Lahey Clinic is one of a few centers that use state-of-the-art software that provides 3-D renderings of CT scans with accurate volume measurements. “For me as the surgeon, to be able to divide this person’s liver safely while leaving the blood supply intact, we have to really know the blood vessel anatomy like a road map,” says Pomfret. “This is one of the ways I determine whether the person is technically suitable to be a liver donor. Can I divide that liver and preserve what I need to preserve so that the donor has enough left—I need to leave them with at least 30% of their original liver volume—and still have an adequate amount of liver to transplant into the recipient? Since this is just a part of a liver, we often have to do extensive reconstruction of the liver blood vessels in order to make it ‘fit’ the recipient’s anatomy.”
Hepatitis C (HCV) treatment is also a major focus of research in Pomfret’s department. Studies of various treatment options are underway, including regimens that combine newly available protease inhibitors with standard therapy. Collaborative studies focusing on patient genotypes associated with treatment success or failure are also in progress, as are studies regarding safe dosing strategies in liver transplant patients who must also take immunosuppression. “Approximately 40% of our patients have HCV, and it recurs with varying degrees of severity following liver transplantation” says Pomfret. “Control and/or cure of hepatitis C is very important for liver transplant programs so that this scarce resource is used responsibly.”

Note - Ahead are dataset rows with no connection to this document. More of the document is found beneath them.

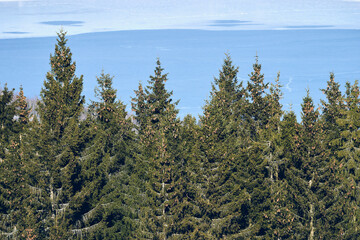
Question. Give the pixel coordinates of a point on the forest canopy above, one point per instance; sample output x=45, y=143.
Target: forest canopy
x=245, y=169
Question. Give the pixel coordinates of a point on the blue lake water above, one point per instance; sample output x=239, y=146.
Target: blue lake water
x=192, y=58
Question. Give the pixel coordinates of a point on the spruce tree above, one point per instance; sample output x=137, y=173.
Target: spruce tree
x=106, y=165
x=59, y=142
x=224, y=199
x=348, y=162
x=159, y=141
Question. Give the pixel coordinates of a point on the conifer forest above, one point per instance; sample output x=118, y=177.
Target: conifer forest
x=244, y=169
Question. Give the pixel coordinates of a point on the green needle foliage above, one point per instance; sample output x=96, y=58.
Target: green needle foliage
x=243, y=170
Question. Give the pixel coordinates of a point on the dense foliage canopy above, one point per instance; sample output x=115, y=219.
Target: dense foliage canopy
x=244, y=170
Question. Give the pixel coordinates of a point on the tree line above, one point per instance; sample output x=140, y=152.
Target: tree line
x=245, y=170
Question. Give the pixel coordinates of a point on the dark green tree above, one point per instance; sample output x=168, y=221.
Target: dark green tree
x=59, y=143
x=159, y=141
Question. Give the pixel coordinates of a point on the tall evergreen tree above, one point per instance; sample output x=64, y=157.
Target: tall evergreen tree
x=348, y=161
x=159, y=139
x=59, y=142
x=224, y=201
x=106, y=168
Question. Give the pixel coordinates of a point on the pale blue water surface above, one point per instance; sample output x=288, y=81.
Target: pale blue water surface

Pomfret collaborates extensively with Christiane Ferran of Beth Israel Deaconess Medical Center. “She is looking at the different genomic patterns of what turns regeneration on and what stops it,” Pomfret says. “We know for instance from our clinical data that there are two totally different patterns of regeneration. You would think that the donor would be the one who would regenerate most quickly—the healthy person. Actually, the recipient has explosive growth during the first 30 days.” The growth of the donor’s remaining liver starts off quickly then slows over time. “We hypothesized that since the recipient’s liver had been damaged, the recipient’s body has been trying to repair this damage for years, so everything’s upregulated,” says Pomfret. “Now we’re actually seeing the very first genomic and proteomic data.”

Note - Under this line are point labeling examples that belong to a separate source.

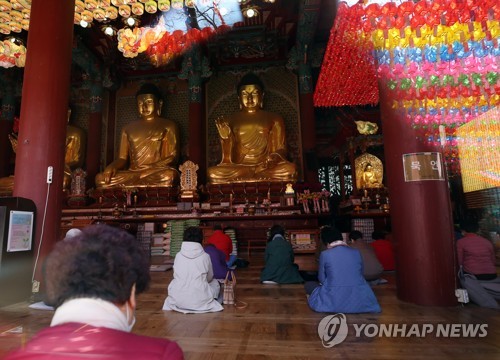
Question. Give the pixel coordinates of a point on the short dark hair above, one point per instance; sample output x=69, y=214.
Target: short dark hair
x=193, y=234
x=330, y=234
x=102, y=262
x=355, y=235
x=469, y=225
x=149, y=88
x=276, y=230
x=378, y=235
x=250, y=79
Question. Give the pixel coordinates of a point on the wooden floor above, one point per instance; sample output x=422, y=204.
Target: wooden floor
x=277, y=324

“We always love to cooperate with other groups of people who are interested in the things that we’re doing,” says Pomfret. “I understand the basic science, and know what clinically relevant questions need to be answered, but I don’t have the time or the facilities to do the basic science. I enjoy working with people in totally different fields—that type of collaboration creates innovation. I would like to be able to work with engineers—like what we’re doing with the nuclear regulatory and federal aviation people—so maybe biomedical engineers or other people who devise system models for decision making.”